E, uma vez lá, curvaram-se totalmente a
ele, tornando-se nada mais do que propagandistas do regime, relações
públicas do partido no poder. Abdicaram da verdadeira função
intelectual, que é pensar o país, o futuro, e adotar tom crítico ao
presente, apontando as falhas do país. Os exemplos são infindáveis e as
figuras conhecidas, mas o mais evidente caso talvez seja a recente carta
“em defesa da Petrobras”, ou seja, em defesa da quadrilha que assaltou a
estatal do povo brasileiro. Foi o assunto do excelente texto de Demétrio Magnoli no GLOBO hoje:
Num
lance vulgar de prestidigitação, o texto dos “intelectuais de esquerda”,
assinado por figuras como Marilena Chaui, Celso Amorim, Emir Sader,
Fabio Comparato, Leonardo Boff, Maria da Conceição Tavares e Samuel
Pinheiro Guimarães, apresenta-se como uma defesa da Petrobras — mas, de
fato, é outra coisa.
O ofício
intelectual não combina bem com manifestos. Dos intelectuais, espera-se
o pensamento criativo, a crítica do consenso, a dissonância — não o
chavão, a palavra de ordem ou o grito coletivo. Por isso, eles deveriam
produzir manifestos apenas em circunstâncias excepcionais. Os
“intelectuais de esquerda”, porém, cultivam o estranho hábito de assinar
manifestos. Vale tudo: crismar um crítico literário como inimigo da
humanidade, condenar a palavra equivocada no editorial de um jornal,
tomar o partido de algum ditador antiamericano, denunciar a opinião
desviante de um parlamentar. O manifesto sobre a Petrobras é parte da
série — mas, num sentido preciso, distingue-se negativamente dos demais.
[...]
A
Petrobras não foi derrubada à lona pelo escândalo revelado por meio da
Lava-Jato, que apenas acelerou o nocaute.
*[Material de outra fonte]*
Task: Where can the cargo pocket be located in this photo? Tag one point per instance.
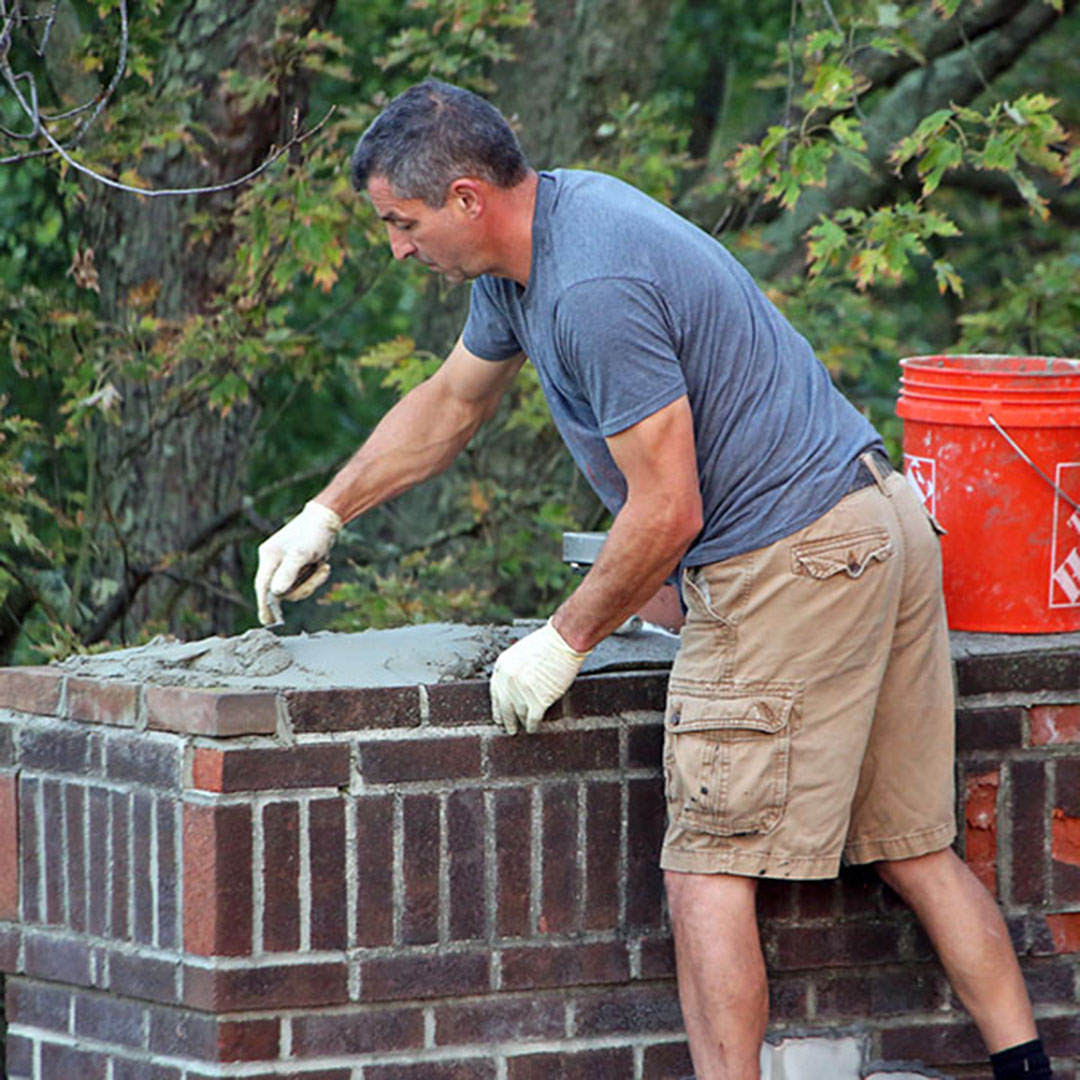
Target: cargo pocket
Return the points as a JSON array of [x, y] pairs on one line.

Os golpes decisivos foram
assestados ao longo de anos, pela política conduzida nos governos
lulopetistas, sob os aplausos extasiados dos “intelectuais de
esquerda”.
[...]
Os
“intelectuais de esquerda”, móveis e utensílios do Planalto, escreveram
o manifesto para, preventivamente, atribuir a mudança de rumo aos
“conspiradores da mídia”. Por meio dessa trapaça, conciliam a fidelidade
ao “governo popular” com seus discursos ideológicos anacrônicos. Ficam
com o pirulito e a roupa limpa.
[...]
Franklin
Martins, o verdadeiro autor do manifesto, cometeu um erro tático ao
colocar seu nome entre os signatários. Ao fazê-lo, o ex-ministro
descerra o diáfano véu de independência que cobriria a nudez do texto. O
manifesto não é a “voz da sociedade”, nem mesmo de uma parte dela, mas a
Voz do Brasil. Nasceu no Instituto Lula, como elemento de uma operação
de limitação dos efeitos da Lava-Jato. Enquanto os “intelectuais de
esquerda” assinavam uma folha de papel, Lula reunia-se com
representantes do cartel das empreiteiras e Dilma preparava o “acordo de
leniência” destinado a restaurar os laços de solidariedade entre as
empresas e os políticos.
A desgraça do Brasil é ser um país
dominado por esses “intelectuais”. O fenômeno não é exclusividade nossa,
mas aqui eles conseguiram conquistar espaço demasiado. Doutrinam
milhões de mentes jovens por ano, ocupam colunas em jornais cujos donos,
vistos por eles mesmos como ícones da “elite burguesa golpista”, cedem a
corda que poderá enforcá-los, por covardia ou ignorância.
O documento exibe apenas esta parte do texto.